The lesson that the ruling elite is drawing from these events is that it is necessary to further consolidate its grip on power in order to prevent similar crises in the future from sparking a challenge to its authority. In an August 11 article published in the government newspaper Rossiskaia Gazeta and entitled “Lessons of a Hot Summer,” Nikolai Zlobin warns that the Russian state must consider the national security implications of the wildfire disaster.

“Today [national security] threats frequently lie in spheres far removed from the purely military. When such threats are unexpectedly exacerbated the state and its citizens become vulnerable and defenseless and the situation threatens to get out of control, to become unmanageable, and to lead to destabilization, instability, and a decline in the authorities’ prestige.”

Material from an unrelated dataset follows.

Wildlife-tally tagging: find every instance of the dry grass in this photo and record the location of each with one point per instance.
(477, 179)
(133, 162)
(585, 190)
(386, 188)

Russia’s liberal opposition has responded to the wildfire disaster by denouncing the Kremlin, directing the bulk of its criticism to Putin, as opposed to Medvedev, who it views as a potential political ally. In particular, several leading newspapers have carried editorials insisting that the slow response of local officials to the disaster and the efforts of regional leaders to cover up the extent of the crisis in their areas point to the failure of Putin’s “power vertical,” whereby regional governors are appointed by the Kremlin. Government corruption, several have noted, contributed to the wildfire disaster, as money intended for firefighting purposes was often used to purchase luxury items for state bureaucrats.

The claim is made that if the people had the right to choose local leaders, the officials would behave more responsibly. Remarking on the fact that the governor of Vladimir oblast, Nikolai Vinogradov, was on vacation while thousands of hectares of forestland in his region were ablaze, the liberal daily Nezavisimaia Gazeta stated, “Of course, if regional heads were elected, they would hardly permit themselves such liberties.”

The profoundly anti-democratic character of the Russian political system no doubt contributed to the wildfire disaster and the suffering of the population. However, this alone cannot explain why villages burnt to the ground for want of firefighting equipment or the peat bogs in surrounding Moscow were left unmonitored for fire danger.

The collapse of public services in Russia and the semi-privatization of the country’s forests are part and parcel of the restoration of capitalism, which the liberal opposition hails as a great historic achievement. The 2007 forest code passed by the Kremlin is not simply a product of Putin’s corrupt relationship with powerful logging and paper manufacturing interests in Russia. It is entirely in keeping with the political principles dictated by Russia’s market economy, in which the profit motive, not social needs, determines how resources will be utilized.